We differentiate ourselves from the Android Speech API in several ways:
1) As a developer, with Google you have no way to customize the speech engine by providing your language model. Wit.ai builds a specific, customized configuration for each app. If your app is specific and you cannot tell Google what kind of thing it should expect, accuracy will be bad especially in noisy environments. Wit.ai builds a specific language model for each app automatically and in real time (each time Wit.ai learns more examples about your app, it's updated), and queries several speech engines in parallel. To do that it uses not only your data, but also relevant data from the community. This is the core of our value proposition and not something Google does provide today.

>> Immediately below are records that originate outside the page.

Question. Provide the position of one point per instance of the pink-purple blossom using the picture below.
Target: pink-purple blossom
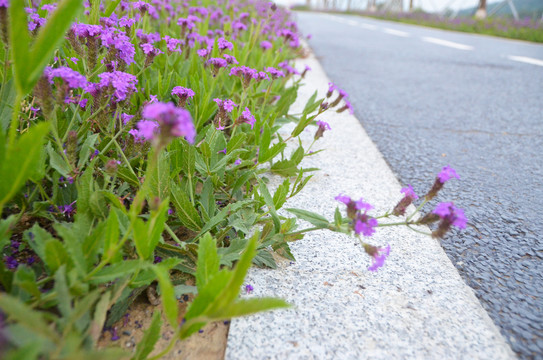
(173, 121)
(446, 174)
(122, 84)
(450, 213)
(379, 256)
(226, 105)
(70, 77)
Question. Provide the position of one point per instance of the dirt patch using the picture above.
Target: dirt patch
(209, 344)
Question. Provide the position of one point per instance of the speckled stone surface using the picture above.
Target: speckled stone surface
(415, 307)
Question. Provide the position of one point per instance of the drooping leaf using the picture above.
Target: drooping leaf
(208, 260)
(313, 218)
(149, 339)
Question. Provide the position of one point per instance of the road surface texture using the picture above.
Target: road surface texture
(430, 98)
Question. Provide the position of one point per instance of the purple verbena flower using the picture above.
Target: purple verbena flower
(379, 256)
(446, 174)
(122, 84)
(230, 59)
(173, 121)
(247, 117)
(447, 211)
(225, 44)
(70, 77)
(226, 105)
(266, 45)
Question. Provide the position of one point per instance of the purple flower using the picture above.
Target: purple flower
(247, 117)
(323, 126)
(225, 44)
(183, 93)
(230, 59)
(446, 174)
(217, 63)
(11, 262)
(172, 43)
(379, 256)
(365, 225)
(450, 213)
(173, 121)
(266, 45)
(86, 31)
(70, 77)
(275, 73)
(123, 84)
(202, 52)
(126, 22)
(225, 105)
(409, 192)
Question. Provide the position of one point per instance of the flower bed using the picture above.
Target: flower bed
(134, 151)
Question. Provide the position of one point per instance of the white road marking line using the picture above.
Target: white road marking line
(447, 43)
(396, 32)
(367, 26)
(351, 22)
(526, 60)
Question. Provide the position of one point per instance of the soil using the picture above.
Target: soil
(209, 344)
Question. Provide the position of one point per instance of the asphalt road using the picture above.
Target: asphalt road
(430, 98)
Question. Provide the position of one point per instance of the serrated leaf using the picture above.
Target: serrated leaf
(116, 271)
(55, 255)
(149, 339)
(100, 313)
(25, 316)
(20, 161)
(169, 301)
(187, 213)
(311, 217)
(251, 306)
(208, 260)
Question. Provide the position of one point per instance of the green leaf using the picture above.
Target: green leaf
(215, 220)
(147, 234)
(208, 260)
(310, 102)
(112, 237)
(149, 339)
(160, 177)
(57, 162)
(26, 280)
(251, 306)
(20, 45)
(6, 106)
(55, 255)
(111, 8)
(264, 258)
(63, 294)
(187, 213)
(311, 217)
(25, 316)
(100, 313)
(72, 243)
(20, 161)
(116, 271)
(169, 301)
(269, 202)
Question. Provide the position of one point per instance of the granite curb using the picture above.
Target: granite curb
(417, 306)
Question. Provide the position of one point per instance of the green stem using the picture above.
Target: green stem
(15, 119)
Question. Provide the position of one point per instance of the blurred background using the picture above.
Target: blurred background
(516, 9)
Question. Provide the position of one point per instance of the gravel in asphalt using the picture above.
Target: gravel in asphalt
(479, 110)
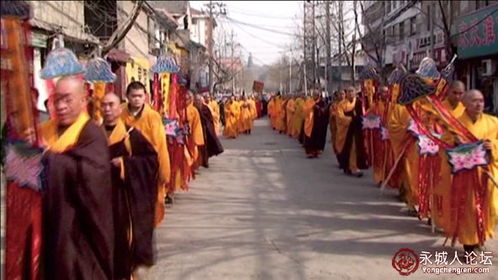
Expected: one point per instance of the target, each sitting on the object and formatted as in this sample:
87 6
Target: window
402 30
464 5
413 25
481 4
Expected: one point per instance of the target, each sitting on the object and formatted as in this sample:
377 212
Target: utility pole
233 64
327 37
304 48
339 25
290 72
305 80
314 45
211 41
431 21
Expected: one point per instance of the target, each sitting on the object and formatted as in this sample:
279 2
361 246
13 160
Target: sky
266 46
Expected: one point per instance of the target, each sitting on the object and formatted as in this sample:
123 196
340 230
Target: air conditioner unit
487 66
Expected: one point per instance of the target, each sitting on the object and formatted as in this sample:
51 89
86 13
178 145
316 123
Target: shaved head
455 92
75 84
110 107
111 96
473 100
69 99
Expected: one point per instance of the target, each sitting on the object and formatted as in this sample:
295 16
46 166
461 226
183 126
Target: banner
258 86
138 70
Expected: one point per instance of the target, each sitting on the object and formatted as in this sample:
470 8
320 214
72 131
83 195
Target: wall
67 14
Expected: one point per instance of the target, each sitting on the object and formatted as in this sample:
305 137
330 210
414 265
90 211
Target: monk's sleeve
141 179
342 120
197 132
159 137
397 127
81 178
494 141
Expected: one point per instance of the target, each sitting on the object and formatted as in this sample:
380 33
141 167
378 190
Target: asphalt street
264 211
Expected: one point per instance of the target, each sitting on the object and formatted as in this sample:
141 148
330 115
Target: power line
259 27
244 12
257 37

2) Google keep their Natural Language Understanding layer (what translates text to structured, actionable data) for themselves. Developers cannot access this. They're left with free text, but they often need actionable data.
3) Wit.ai is cross-platform. We have SDKs for iOS, Android, Linux, etc. [1] or you can just stream raw audio to our API. Android Speech API is just available on Android (well, you could hack it and use it from elsewhere but you're not supposed to, and you can be shut down anytime). More and more wearables and smart devices will run Linux. For instance hundreds of developers use Wit.ai on Raspberry Pi.
As for the Apple doc you linked, it's Mac only (no iOS) + it just recognizes a few phrases you provide in advance. I think it's a very old API that's still here :)
Regarding listen.ai, yes please we would love to have Google (especially Now) there. We have the Siri founder, the top Cortana guy, the former CEO of Nuance... but nobody from Google yet.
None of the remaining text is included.